Getting up early to watch cartoons on Saturday morning. Rocky & Bulwinkle started at something like 6:30am. The Smurfs as a two-hour block. Thundarr the Barbarian.
Our first VCR was a Betamax with a long wired remote. I think our first tape was Star Wars and you couldn’t rent them at the time.
Going to arcades. For a couple summers I lived in a tiny town in Ohio and both my parents worked. My dad would leave me $5 and me and my friends would ride our bikes down to the town center and spend all day there at the arcade, the quick shop reading comics, etc. We were 11 or 12, and it was totally like Stand By Me (but later, 1984ish).
For that matter, being able to go outside, destination unknown to my parents, all day, when I was 11-14. I can’t imagine parents letting their kids do that today. They had no idea where I was, and often it was doing stupid, dumb, and dangerous stuff out in the woods or on train tracks.
MTV as a big new thing. Until then all we had was Friday Night Videos.
Having to wait while the cable company dug a trench through our yard to wire our house for cable for the first time.
Pull-tab cans. I actually cut up my knee real bad one time when I was a kid when I wiped out on my bike and slid on one of those tabs in the road.
Cars that rusted. My first car was a 1981ish Toyota Celica that had a rear hatch almost rusted through and the floors were super bad.

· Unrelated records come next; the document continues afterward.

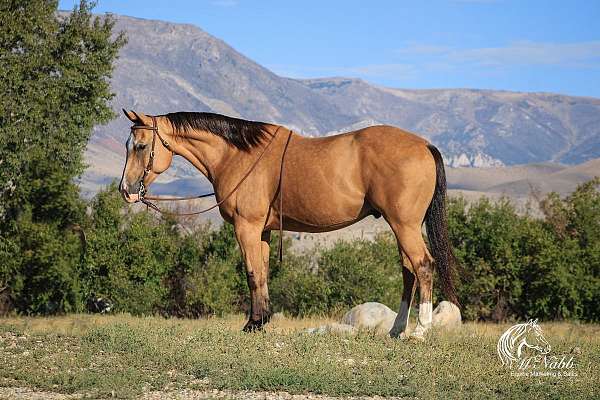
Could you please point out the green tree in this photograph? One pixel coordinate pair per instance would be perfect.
(54, 85)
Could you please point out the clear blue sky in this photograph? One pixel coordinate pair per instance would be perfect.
(550, 46)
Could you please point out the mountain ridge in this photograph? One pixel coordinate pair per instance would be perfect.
(168, 67)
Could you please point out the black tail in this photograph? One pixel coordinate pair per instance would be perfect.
(436, 223)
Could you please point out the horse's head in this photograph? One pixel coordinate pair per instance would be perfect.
(534, 338)
(147, 155)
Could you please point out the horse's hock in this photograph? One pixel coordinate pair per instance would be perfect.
(380, 318)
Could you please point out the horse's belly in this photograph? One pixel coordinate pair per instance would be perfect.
(325, 215)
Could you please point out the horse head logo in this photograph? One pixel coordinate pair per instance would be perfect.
(518, 338)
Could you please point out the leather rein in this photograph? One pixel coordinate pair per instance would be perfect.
(144, 197)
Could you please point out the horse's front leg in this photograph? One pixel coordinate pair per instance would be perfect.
(255, 251)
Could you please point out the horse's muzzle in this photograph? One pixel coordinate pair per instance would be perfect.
(129, 197)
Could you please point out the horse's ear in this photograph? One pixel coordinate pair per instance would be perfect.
(131, 115)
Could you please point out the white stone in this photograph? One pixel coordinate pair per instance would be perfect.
(371, 316)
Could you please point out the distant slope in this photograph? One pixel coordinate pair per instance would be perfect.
(522, 180)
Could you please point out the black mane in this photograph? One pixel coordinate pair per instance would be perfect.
(240, 133)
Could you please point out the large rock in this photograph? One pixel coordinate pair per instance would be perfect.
(371, 316)
(446, 315)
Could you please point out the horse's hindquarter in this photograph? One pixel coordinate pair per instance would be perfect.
(328, 181)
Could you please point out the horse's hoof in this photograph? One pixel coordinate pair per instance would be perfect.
(416, 336)
(398, 335)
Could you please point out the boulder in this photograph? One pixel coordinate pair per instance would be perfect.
(372, 316)
(446, 315)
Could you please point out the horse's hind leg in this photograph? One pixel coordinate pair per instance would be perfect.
(408, 282)
(411, 241)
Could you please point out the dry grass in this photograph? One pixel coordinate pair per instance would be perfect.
(126, 356)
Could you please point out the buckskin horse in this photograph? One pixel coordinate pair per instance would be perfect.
(266, 177)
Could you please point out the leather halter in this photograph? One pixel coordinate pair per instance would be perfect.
(144, 199)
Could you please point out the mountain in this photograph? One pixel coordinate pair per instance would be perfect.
(168, 67)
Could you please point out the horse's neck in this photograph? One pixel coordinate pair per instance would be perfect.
(207, 155)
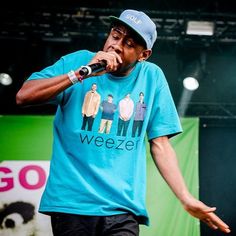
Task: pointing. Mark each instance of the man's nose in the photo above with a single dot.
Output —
(118, 47)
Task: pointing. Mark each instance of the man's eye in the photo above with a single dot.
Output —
(129, 43)
(115, 36)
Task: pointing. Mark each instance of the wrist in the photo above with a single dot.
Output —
(74, 77)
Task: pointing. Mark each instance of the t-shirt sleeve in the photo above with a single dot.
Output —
(164, 119)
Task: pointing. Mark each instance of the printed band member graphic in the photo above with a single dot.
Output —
(126, 108)
(139, 114)
(90, 107)
(108, 109)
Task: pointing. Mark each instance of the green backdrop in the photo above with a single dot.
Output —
(30, 138)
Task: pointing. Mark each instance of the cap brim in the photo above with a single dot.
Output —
(115, 19)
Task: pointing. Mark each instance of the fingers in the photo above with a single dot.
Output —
(215, 222)
(112, 59)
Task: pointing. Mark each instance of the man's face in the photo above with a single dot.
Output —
(126, 45)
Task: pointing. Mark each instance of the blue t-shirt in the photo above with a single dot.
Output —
(94, 173)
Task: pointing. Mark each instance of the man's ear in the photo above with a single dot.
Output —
(145, 54)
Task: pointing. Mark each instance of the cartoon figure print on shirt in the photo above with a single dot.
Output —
(139, 115)
(121, 113)
(108, 109)
(126, 108)
(90, 107)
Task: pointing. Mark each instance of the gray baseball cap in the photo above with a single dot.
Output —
(140, 23)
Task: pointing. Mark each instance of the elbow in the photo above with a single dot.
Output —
(20, 99)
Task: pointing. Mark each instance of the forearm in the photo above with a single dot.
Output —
(165, 160)
(41, 90)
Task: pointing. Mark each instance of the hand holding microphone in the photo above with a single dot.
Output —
(108, 61)
(95, 67)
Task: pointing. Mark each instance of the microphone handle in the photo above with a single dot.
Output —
(89, 69)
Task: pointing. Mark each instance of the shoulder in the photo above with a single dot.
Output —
(154, 74)
(82, 55)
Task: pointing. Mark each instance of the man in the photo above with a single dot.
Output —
(126, 108)
(108, 110)
(90, 107)
(94, 183)
(139, 115)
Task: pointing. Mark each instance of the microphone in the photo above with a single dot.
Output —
(96, 67)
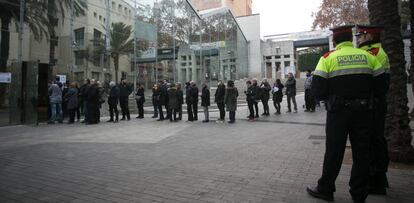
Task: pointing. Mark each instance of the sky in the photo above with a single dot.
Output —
(285, 16)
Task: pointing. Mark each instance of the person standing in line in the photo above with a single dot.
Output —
(140, 99)
(92, 102)
(55, 100)
(194, 99)
(180, 101)
(83, 95)
(347, 80)
(257, 91)
(310, 101)
(277, 91)
(369, 39)
(101, 100)
(189, 101)
(71, 98)
(205, 101)
(219, 99)
(164, 96)
(125, 90)
(291, 93)
(230, 99)
(265, 96)
(250, 98)
(173, 102)
(155, 99)
(113, 102)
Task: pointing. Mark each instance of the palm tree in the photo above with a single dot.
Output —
(121, 44)
(397, 129)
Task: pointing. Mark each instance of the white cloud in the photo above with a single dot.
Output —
(285, 16)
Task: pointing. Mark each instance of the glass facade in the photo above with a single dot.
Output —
(143, 41)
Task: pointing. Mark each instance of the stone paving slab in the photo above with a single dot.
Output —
(271, 160)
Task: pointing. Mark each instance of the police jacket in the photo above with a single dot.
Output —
(346, 73)
(376, 50)
(125, 90)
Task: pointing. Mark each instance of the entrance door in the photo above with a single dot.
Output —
(30, 92)
(269, 70)
(16, 107)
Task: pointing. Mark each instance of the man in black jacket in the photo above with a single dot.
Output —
(219, 99)
(113, 102)
(125, 90)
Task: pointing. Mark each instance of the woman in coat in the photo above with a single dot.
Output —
(277, 91)
(71, 98)
(205, 101)
(230, 99)
(140, 99)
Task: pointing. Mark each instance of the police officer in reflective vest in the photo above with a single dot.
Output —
(368, 39)
(344, 78)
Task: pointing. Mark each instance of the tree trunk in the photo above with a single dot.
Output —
(53, 38)
(397, 129)
(116, 64)
(412, 53)
(4, 54)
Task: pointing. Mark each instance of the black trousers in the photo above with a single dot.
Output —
(140, 106)
(123, 101)
(195, 110)
(113, 108)
(310, 102)
(256, 108)
(190, 112)
(379, 148)
(173, 114)
(265, 103)
(72, 115)
(160, 112)
(339, 124)
(232, 116)
(277, 106)
(221, 107)
(251, 109)
(180, 112)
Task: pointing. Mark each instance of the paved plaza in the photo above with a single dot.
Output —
(270, 160)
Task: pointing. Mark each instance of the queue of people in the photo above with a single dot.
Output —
(168, 100)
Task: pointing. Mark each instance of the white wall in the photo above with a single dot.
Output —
(250, 25)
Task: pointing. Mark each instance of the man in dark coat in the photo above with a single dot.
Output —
(188, 101)
(140, 99)
(113, 102)
(194, 99)
(92, 103)
(180, 101)
(82, 95)
(265, 96)
(125, 91)
(205, 102)
(173, 102)
(219, 99)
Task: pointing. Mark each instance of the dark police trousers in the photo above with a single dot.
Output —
(341, 122)
(123, 101)
(379, 149)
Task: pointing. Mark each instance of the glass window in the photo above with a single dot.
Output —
(80, 37)
(287, 63)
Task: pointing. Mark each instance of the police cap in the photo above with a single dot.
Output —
(342, 29)
(368, 29)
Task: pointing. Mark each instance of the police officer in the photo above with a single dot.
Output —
(368, 39)
(345, 79)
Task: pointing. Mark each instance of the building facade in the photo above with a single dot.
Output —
(237, 7)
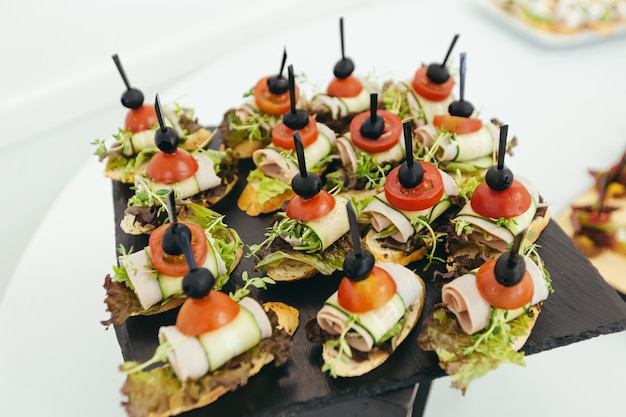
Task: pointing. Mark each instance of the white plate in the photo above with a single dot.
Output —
(544, 37)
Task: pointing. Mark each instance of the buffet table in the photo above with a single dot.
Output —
(60, 361)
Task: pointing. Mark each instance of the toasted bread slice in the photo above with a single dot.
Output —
(205, 392)
(348, 367)
(122, 302)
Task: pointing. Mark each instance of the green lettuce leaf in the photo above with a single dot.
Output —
(268, 187)
(325, 263)
(466, 358)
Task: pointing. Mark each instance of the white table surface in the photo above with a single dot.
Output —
(565, 105)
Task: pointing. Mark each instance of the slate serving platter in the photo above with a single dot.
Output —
(583, 306)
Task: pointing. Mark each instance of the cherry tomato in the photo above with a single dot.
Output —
(174, 167)
(140, 119)
(275, 104)
(499, 296)
(508, 203)
(200, 315)
(457, 124)
(429, 90)
(302, 209)
(282, 136)
(368, 294)
(424, 196)
(391, 133)
(345, 87)
(175, 265)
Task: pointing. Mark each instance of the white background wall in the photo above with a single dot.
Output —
(59, 88)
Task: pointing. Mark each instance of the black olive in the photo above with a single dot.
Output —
(171, 238)
(499, 179)
(197, 283)
(277, 84)
(296, 120)
(437, 73)
(308, 186)
(343, 68)
(373, 129)
(410, 176)
(132, 99)
(166, 139)
(357, 266)
(509, 269)
(373, 126)
(461, 108)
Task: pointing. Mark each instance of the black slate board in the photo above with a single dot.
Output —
(583, 306)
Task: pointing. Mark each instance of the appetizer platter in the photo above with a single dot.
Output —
(300, 385)
(565, 23)
(595, 221)
(387, 245)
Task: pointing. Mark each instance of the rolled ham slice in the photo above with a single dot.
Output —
(333, 319)
(472, 310)
(189, 357)
(460, 147)
(204, 179)
(383, 215)
(275, 165)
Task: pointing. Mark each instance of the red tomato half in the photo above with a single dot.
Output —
(457, 124)
(302, 209)
(428, 89)
(391, 133)
(424, 196)
(368, 294)
(508, 203)
(173, 167)
(345, 87)
(500, 296)
(275, 104)
(175, 265)
(140, 119)
(282, 136)
(201, 315)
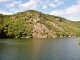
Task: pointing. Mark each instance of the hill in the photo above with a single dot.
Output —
(34, 24)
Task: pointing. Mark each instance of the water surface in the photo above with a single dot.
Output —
(40, 49)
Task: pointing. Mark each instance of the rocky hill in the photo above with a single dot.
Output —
(34, 24)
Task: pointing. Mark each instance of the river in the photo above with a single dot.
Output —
(40, 49)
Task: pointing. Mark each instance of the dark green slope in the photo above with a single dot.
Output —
(34, 24)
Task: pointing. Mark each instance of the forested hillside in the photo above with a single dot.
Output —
(34, 24)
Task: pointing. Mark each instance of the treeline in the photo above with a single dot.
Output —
(20, 25)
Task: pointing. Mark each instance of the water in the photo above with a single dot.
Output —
(40, 49)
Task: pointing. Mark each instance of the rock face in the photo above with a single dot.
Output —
(41, 31)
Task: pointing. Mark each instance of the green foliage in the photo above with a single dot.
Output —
(20, 25)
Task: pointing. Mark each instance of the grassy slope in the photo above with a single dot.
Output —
(22, 25)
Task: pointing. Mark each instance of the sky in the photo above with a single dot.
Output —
(69, 9)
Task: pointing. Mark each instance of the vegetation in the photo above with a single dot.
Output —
(21, 25)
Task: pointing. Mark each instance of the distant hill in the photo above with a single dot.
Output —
(34, 24)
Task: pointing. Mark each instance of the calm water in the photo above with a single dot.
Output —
(40, 49)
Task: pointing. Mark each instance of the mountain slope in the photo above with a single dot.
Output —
(34, 24)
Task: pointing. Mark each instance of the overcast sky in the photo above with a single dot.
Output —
(69, 9)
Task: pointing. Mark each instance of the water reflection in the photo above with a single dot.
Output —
(39, 49)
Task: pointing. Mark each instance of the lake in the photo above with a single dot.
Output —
(40, 49)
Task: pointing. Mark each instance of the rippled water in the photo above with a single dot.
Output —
(40, 49)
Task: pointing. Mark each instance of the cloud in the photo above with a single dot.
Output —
(13, 3)
(72, 11)
(1, 1)
(44, 6)
(5, 13)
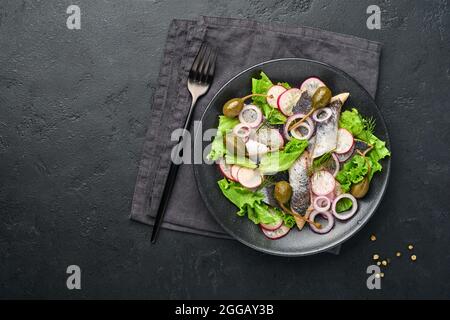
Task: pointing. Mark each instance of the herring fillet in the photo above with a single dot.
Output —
(326, 131)
(299, 181)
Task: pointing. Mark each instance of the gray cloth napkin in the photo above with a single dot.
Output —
(241, 44)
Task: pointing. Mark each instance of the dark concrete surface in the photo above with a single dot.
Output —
(73, 112)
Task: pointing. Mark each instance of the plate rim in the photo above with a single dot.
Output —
(332, 244)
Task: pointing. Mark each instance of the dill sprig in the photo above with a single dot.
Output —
(369, 124)
(268, 181)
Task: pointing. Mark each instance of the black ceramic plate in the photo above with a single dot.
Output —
(296, 243)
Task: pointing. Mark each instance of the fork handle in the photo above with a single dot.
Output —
(171, 177)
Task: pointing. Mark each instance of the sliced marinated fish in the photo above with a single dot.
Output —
(326, 131)
(299, 181)
(304, 104)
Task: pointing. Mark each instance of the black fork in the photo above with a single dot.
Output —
(199, 81)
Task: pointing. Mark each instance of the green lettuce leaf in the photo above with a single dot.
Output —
(218, 149)
(250, 203)
(343, 205)
(262, 86)
(352, 121)
(240, 161)
(353, 171)
(282, 160)
(363, 129)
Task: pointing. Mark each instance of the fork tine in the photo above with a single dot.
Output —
(212, 67)
(204, 65)
(195, 66)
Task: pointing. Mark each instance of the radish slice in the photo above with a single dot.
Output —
(234, 172)
(249, 178)
(345, 141)
(271, 138)
(293, 118)
(334, 169)
(273, 93)
(287, 101)
(277, 233)
(251, 116)
(255, 148)
(298, 133)
(311, 85)
(342, 157)
(347, 214)
(322, 183)
(327, 215)
(225, 169)
(322, 115)
(322, 204)
(242, 131)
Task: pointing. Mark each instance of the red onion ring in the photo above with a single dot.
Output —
(347, 214)
(242, 130)
(296, 117)
(319, 111)
(297, 134)
(338, 166)
(259, 116)
(328, 216)
(322, 204)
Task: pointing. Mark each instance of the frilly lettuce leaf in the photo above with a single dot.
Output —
(251, 204)
(218, 149)
(282, 160)
(262, 86)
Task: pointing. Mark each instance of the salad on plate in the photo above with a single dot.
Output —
(293, 157)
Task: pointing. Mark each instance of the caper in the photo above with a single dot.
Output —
(235, 145)
(282, 191)
(321, 98)
(233, 107)
(360, 189)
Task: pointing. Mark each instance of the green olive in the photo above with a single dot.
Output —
(233, 107)
(235, 145)
(282, 191)
(360, 189)
(321, 98)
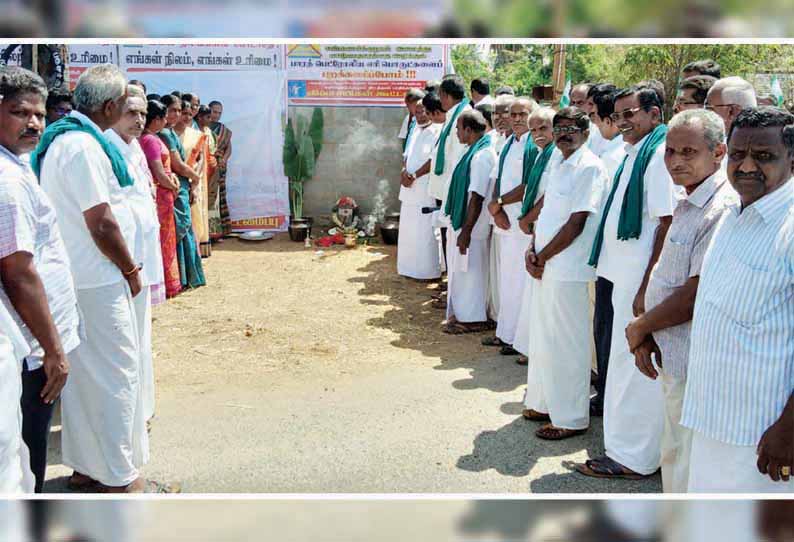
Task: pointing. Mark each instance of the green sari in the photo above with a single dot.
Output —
(191, 272)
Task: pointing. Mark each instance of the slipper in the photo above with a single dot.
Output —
(535, 416)
(604, 467)
(549, 432)
(493, 341)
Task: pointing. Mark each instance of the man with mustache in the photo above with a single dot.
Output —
(693, 153)
(36, 284)
(637, 213)
(512, 169)
(562, 334)
(738, 399)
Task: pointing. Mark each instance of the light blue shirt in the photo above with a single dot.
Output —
(741, 361)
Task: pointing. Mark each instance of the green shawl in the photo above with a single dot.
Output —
(459, 185)
(530, 154)
(630, 221)
(72, 124)
(442, 140)
(533, 179)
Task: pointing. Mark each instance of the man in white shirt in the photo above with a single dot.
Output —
(448, 149)
(561, 339)
(467, 250)
(480, 92)
(36, 284)
(417, 250)
(611, 155)
(634, 223)
(104, 430)
(505, 208)
(124, 135)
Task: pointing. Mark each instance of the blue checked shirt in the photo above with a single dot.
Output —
(741, 361)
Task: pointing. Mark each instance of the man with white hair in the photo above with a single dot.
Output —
(728, 96)
(124, 135)
(104, 431)
(694, 151)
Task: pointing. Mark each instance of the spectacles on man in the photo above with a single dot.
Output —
(565, 130)
(627, 114)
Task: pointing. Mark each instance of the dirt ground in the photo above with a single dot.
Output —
(298, 370)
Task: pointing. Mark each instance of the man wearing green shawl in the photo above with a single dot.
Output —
(540, 128)
(449, 149)
(103, 430)
(467, 249)
(631, 232)
(515, 162)
(562, 332)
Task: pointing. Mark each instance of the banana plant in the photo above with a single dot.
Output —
(303, 142)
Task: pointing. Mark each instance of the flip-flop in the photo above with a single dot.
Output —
(604, 467)
(535, 416)
(549, 432)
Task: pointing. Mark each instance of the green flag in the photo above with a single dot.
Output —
(777, 91)
(565, 99)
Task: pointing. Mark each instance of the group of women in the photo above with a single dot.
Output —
(182, 154)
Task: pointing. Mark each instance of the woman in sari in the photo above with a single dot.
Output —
(159, 161)
(223, 152)
(196, 150)
(191, 272)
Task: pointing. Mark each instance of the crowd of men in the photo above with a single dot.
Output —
(100, 219)
(600, 235)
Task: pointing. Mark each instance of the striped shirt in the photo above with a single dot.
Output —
(741, 360)
(694, 221)
(28, 224)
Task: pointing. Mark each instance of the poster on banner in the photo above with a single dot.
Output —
(82, 57)
(360, 75)
(249, 80)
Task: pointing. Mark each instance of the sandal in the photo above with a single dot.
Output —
(549, 432)
(492, 341)
(604, 467)
(535, 416)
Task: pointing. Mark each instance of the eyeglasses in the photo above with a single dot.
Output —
(565, 129)
(627, 114)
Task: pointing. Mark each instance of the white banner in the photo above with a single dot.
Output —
(249, 81)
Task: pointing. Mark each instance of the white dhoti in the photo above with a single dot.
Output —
(417, 249)
(633, 403)
(560, 353)
(15, 474)
(493, 279)
(512, 278)
(143, 313)
(104, 429)
(523, 324)
(676, 439)
(717, 467)
(467, 291)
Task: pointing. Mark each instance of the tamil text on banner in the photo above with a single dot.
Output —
(249, 81)
(360, 75)
(82, 57)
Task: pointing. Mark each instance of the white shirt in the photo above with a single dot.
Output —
(741, 358)
(575, 185)
(512, 174)
(420, 151)
(141, 201)
(622, 261)
(482, 164)
(453, 150)
(28, 224)
(77, 176)
(612, 153)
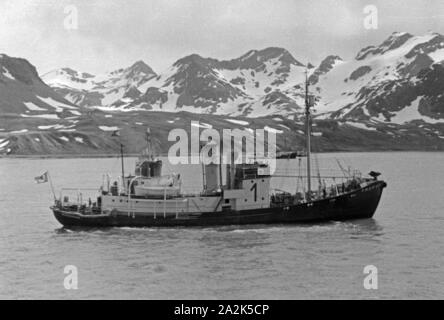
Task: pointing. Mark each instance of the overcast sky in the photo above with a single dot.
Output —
(115, 33)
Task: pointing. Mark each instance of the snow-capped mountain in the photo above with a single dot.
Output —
(399, 81)
(23, 93)
(85, 89)
(252, 85)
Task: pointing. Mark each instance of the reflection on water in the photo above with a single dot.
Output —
(404, 240)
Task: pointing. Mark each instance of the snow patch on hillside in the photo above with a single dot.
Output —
(31, 106)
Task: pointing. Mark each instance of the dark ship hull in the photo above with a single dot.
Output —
(360, 203)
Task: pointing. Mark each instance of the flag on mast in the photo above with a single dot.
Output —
(42, 179)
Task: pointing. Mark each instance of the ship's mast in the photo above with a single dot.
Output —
(308, 133)
(123, 168)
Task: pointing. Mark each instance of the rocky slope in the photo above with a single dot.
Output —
(388, 97)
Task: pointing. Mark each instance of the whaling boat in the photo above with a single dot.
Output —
(148, 198)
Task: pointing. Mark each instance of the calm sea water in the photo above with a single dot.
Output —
(405, 241)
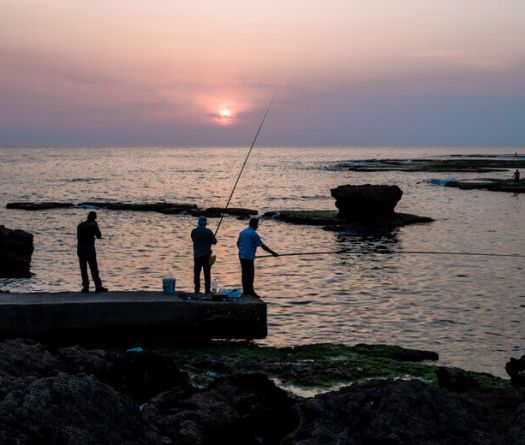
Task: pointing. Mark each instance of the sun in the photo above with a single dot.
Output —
(224, 115)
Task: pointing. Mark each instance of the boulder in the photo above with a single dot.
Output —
(242, 409)
(516, 370)
(16, 248)
(405, 412)
(357, 202)
(66, 409)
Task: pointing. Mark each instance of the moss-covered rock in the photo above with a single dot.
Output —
(313, 366)
(491, 184)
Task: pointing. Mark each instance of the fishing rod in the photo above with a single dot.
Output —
(404, 252)
(245, 161)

When America fell in love with ninjas. Remember that one year when there were like 10 ninja movies? I actually bought a bamboo ninja sword and one of my friends was allowed to buy throwing stars.
Toy catalogs. Oh god, the hours I would spend looking at those massively thick toy catalogs!
CD-ROM arcade games, like Space Ace, Dragon’s Lair, and my favorite one - Cliff Hanger, which was actually just a Japanese animated show cut up. I could play it blindfolded and get a perfect score.
It felt like forever until you could rent the trilogy though if I remember right it was late 80s so maybe five years? That’s a long time to a kid though.
I remember those tapes being my introduction to widescreen, I read all I could find about it and if I recall correctly it was Siskel and Ebert talking about about pan ‘n scan videos that got me. I had to have that theater experience, even on our 19 inch TV!
Speaking of arcades, one game changed my life. The place I used to go to when my mother visited a friend was the usual. Pinball games, mechanical shooting and racing games. Nothing digital.
Until that fateful day. I walked in and there was this, weirdly shaped, organic thing. It was the first video game that I ever saw in real life that wasn’t pong. It was a rocketship that handled like the one in Asteroids would later on. There were stars. And flying saucers to shoot. I was blown away. This is it:
I would draw pictures of it in school. I dreamed about it. My first total crush.
I had a similar experience the first time I saw a Pac Man arcade cabinet, it was like the Yellow Brick Road scene, my life before had been black and white. I had seen video games before but they were like Pong or Space Invaders, just black and white. And Pac Man had music, and such vibrant colors! I was entranced.
I think it’s hard to convey to younguns how huge the difference seemed between Atari 2600-level graphics and arcade-quality graphics circa 1980. There was also the whole raster-vs-vector thing. Unless you actually owned a Vectrex there was nowhere but the arcade to see stuff like Asteroid or Battlezone.
This was my first. It was in the front of a Safeway in Little Rock, Arkansas, not far from my house when I was a very little kid (6-8). My older sister would occasionally drive me up there on her moped, which is funny because she couldn’t have been older than 13. They also had a Galaga machine, but I was entranced by Elevator Action.
EDIT: Well, shit, I looked up Elevator Action and it turns out it wasn’t released until 1983, so I guess you do forget your first! This was earlier than that. Jesus, what was that game then. Was it the one where you climbed up a building and people threw plants at you? What was that one?
Edit2: Yes! It was Crazy Climber. Wow, funny what your brain does to your memories from so long ago.
My Mom uses to put “Dippity-Do” jell in our hair before church to take out our out of control curls. And by “put” I mean dunking an entire comb in the junk to straighten things out.
Oh my god yes! I went to school every day with a gelmet. I thought it was normal from kindergarten to fourth grade. Then I realized that hair shouldn’t snap off when touched.
I have a picture of me in going to kindergarten in a school blazer with that stuff plastering my hair to my head.
Who is this? Why does he squint so much? Why is his hair so shiny? These were the questions from my Taiwanese father in-law when he was looking at old pictures from my family.
Here’s a good one - it’s 1986 and my parents just had gotten a divorce. I’m 13. Everyone’s obviously on edge, but for some reason I feel like I want a new pair of shoes. Reeboks, which were super duper hot at the time. The problem: they were ridiculously priced, at $60. My mom went apoplectic and absolutely refused to buy a pair of shoes for such an insane price.